I long ago gave up trying to write poetry because of the universal criticism from knowledgeable people that I could never get it to scan right. I think this is a function of my accent, which is an amalgam of Midwestern and Southwestern that has the emphasis hopping all around a sentence in ways that aforementioned knowledgeable people (whose sense of scansion is tied to the way academics speak on the coasts) don't hear properly at all. The stresses all seem to land fine to me. But the rhythms of my prose work better for my purposes than trying to tell stories or convey ideas or information in verse, so I have stopped consciously trying and only now commit the occasional lyric outburst in the course of some other pursuit.

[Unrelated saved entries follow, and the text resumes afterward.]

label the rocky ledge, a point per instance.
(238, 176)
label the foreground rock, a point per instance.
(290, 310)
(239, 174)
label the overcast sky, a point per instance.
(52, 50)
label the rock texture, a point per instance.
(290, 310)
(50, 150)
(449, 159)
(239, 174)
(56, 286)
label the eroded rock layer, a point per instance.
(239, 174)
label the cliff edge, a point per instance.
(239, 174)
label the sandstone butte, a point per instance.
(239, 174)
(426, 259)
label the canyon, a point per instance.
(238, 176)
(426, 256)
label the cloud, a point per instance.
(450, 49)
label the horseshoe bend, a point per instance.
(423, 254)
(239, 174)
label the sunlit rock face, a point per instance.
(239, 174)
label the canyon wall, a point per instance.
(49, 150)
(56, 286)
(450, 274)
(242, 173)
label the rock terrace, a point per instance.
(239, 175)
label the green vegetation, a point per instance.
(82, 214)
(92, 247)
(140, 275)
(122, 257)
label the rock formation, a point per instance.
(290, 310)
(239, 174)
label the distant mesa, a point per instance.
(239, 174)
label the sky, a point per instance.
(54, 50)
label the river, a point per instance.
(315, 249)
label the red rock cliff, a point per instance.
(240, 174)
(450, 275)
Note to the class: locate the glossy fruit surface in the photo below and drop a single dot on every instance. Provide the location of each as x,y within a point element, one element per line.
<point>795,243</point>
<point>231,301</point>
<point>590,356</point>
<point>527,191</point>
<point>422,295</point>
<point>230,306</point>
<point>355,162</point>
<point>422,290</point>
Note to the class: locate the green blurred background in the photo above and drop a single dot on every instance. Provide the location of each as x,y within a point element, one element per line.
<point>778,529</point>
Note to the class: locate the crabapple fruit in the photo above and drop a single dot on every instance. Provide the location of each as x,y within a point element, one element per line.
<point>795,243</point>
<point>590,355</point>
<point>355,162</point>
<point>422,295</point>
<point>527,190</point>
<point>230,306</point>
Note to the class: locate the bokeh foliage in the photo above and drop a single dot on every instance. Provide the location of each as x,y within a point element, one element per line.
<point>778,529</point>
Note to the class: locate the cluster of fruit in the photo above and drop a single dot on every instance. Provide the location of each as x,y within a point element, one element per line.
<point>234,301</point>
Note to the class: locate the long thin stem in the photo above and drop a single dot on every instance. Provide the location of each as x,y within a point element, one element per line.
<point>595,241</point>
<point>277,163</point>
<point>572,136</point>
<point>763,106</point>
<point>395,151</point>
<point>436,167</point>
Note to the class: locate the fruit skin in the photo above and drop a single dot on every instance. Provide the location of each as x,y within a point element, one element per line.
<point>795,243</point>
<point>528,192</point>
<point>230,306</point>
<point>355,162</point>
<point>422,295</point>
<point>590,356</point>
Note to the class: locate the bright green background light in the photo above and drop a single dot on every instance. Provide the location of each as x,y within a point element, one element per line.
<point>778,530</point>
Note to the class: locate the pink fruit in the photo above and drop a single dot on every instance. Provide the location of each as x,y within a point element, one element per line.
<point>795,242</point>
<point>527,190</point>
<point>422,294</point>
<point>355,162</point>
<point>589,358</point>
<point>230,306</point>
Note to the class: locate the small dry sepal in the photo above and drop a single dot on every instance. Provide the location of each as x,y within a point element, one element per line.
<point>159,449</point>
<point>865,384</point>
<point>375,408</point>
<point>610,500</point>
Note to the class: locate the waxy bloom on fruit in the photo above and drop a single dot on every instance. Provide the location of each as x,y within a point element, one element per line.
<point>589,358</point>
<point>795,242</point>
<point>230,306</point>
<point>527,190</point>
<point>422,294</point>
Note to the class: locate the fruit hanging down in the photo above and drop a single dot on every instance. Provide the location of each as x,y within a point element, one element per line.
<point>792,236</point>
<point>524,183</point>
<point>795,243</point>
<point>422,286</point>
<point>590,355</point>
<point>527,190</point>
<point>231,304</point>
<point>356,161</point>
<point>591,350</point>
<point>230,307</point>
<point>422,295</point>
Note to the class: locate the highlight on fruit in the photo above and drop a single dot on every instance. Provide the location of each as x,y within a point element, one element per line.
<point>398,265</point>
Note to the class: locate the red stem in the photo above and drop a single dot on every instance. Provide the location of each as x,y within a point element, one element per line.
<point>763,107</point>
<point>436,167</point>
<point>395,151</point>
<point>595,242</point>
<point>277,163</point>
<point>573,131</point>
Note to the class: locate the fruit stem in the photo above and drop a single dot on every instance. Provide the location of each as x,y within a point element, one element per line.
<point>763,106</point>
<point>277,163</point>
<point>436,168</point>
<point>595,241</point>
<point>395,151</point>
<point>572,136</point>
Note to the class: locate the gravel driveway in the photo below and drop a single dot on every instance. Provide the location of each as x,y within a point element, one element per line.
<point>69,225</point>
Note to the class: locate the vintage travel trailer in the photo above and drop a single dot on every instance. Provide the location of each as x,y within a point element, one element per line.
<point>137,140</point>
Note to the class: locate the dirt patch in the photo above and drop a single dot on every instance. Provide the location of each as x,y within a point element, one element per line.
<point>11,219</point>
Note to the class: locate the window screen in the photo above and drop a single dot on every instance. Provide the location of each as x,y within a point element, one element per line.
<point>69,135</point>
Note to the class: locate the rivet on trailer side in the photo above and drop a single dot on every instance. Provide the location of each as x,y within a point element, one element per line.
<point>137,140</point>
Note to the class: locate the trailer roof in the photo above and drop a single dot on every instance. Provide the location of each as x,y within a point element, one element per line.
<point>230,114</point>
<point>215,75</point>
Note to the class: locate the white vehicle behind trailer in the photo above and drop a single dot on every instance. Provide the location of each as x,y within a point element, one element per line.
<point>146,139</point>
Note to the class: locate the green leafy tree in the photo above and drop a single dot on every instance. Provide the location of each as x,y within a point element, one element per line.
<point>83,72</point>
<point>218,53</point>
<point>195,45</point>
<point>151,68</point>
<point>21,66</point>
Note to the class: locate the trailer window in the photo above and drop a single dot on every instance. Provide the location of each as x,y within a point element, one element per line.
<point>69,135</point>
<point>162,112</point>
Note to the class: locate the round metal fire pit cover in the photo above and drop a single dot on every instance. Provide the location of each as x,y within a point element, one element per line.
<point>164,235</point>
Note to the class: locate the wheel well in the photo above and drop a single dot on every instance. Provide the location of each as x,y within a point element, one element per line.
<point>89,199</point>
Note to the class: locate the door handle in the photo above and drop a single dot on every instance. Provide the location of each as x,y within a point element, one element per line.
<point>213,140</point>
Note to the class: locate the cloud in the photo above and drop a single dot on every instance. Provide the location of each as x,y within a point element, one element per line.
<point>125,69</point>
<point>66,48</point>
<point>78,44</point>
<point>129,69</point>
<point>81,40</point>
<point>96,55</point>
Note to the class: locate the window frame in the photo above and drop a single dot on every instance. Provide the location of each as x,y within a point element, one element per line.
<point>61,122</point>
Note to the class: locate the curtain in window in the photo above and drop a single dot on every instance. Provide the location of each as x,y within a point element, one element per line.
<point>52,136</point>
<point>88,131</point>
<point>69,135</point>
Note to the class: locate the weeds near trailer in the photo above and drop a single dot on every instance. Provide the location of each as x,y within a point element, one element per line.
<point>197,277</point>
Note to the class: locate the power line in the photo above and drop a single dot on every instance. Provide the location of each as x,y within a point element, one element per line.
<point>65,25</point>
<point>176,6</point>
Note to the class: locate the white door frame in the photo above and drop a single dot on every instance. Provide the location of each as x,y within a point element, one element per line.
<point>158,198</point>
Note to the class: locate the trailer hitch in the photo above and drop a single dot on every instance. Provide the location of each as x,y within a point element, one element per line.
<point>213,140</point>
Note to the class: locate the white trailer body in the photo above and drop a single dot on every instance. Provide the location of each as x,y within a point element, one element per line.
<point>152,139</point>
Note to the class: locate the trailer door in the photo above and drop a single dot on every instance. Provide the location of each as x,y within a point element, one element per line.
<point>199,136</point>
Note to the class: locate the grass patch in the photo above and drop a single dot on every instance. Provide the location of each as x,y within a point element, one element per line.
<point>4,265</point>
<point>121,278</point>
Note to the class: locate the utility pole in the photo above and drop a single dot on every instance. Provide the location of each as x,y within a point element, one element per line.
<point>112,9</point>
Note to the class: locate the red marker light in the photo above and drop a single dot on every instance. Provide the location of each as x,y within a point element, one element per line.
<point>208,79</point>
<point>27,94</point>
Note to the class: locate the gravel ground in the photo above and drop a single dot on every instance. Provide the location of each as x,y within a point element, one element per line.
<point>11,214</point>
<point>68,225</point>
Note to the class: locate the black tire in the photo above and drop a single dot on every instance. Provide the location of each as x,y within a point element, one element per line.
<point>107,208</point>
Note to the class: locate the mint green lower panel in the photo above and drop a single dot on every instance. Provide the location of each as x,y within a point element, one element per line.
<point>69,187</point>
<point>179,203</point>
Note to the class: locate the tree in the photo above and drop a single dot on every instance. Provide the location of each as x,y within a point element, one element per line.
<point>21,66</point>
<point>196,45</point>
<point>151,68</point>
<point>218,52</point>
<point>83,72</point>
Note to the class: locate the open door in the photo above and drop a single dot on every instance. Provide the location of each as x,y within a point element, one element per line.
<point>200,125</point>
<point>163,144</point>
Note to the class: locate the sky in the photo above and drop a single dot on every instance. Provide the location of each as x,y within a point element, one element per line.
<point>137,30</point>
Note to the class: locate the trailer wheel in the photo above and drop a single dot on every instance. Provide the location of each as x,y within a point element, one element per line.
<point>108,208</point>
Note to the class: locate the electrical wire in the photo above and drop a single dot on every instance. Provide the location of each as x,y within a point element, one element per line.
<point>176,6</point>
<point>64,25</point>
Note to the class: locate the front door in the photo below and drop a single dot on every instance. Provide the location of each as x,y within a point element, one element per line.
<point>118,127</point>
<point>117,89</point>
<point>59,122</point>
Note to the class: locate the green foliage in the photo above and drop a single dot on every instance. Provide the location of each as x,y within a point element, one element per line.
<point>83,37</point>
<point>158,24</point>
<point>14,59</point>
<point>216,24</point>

These are generally songs, which the reader can assume has a tune which will fix the scansion problem.

It is not a bad exercise, however, to read a poem a day, or to block out April or some other time as an occasion to write one a day, to keep the wheels properly lubricated and season the labor of turning an idea into a Work with some play. You don't have to show them to anybody, after all, and it's not as if making a living with poetry is a thing these days, so the pressure is off!

It's especially fun to play with poetic forms. A sonnet or villanelle is as much a puzzle as a poem, when you're writing it; and formal poetry can be read as a kind of game in which the reader is catching and the poet is trying to fake her out with a curve ball and surprise her in spite of her knowing roughly what to expect.

In that spirit, why not get out your polyhedral dice and inspire yourself with this random table of poetic forms and topics? Roll d20 once to get the form from the first table, and a second time to get the subject! If you roll an unfamiliar form, you can find the definition at The Poet's Garrett; which you can also use to make your own random form generator.

If you don't have a d20, you might want to rethink your life and priorities; but in the meantime, you can use an online random number generator to simulate dice rolling in a much less viscerally satisfying way.

Poetic Forms:
1. Ballad
2. Blues Sonnet
3. English Sonnet
4. Haiku
5. Heroic Couplet
6. Common measure
7. Hymn
8. Limerick
9. Muzdawwidj
10. Ode
11. Rondeau
12. Sapphic Stanza
13. Saraband
14. Sestet
15. Spenserian Stanza
16. Spanish Quatrain
17. Than Bauk
18. Triolet
19. Villanelle
20. Zani La Rhyme

Poetic Subjects:
1. Cats
2. Death
3. Spring
4. Social Media
5. Childhood
6. Winter
7. Parenthood
8. Dogs
9. Birth
10. Flowers
11. Snow
12. Food
13. The First Thing You See After You Turn Around Three Times
14. Eros
15. God
16. Extinct Species
17. Science
18. Geography
19. Agape
20. Roll twice and cover both subjects. Yes, if you roll double twenties you should roll another two times and have four subjects! Why not?

And if you feel like posting the results in the comments, I have no objection at all!

1 comment:


  1. There once was a man from Tarantium.
    He cared for the Emperor's aquarium.
    About his skill he lied.
    The fish all died.
    That's why the man left Tarantium.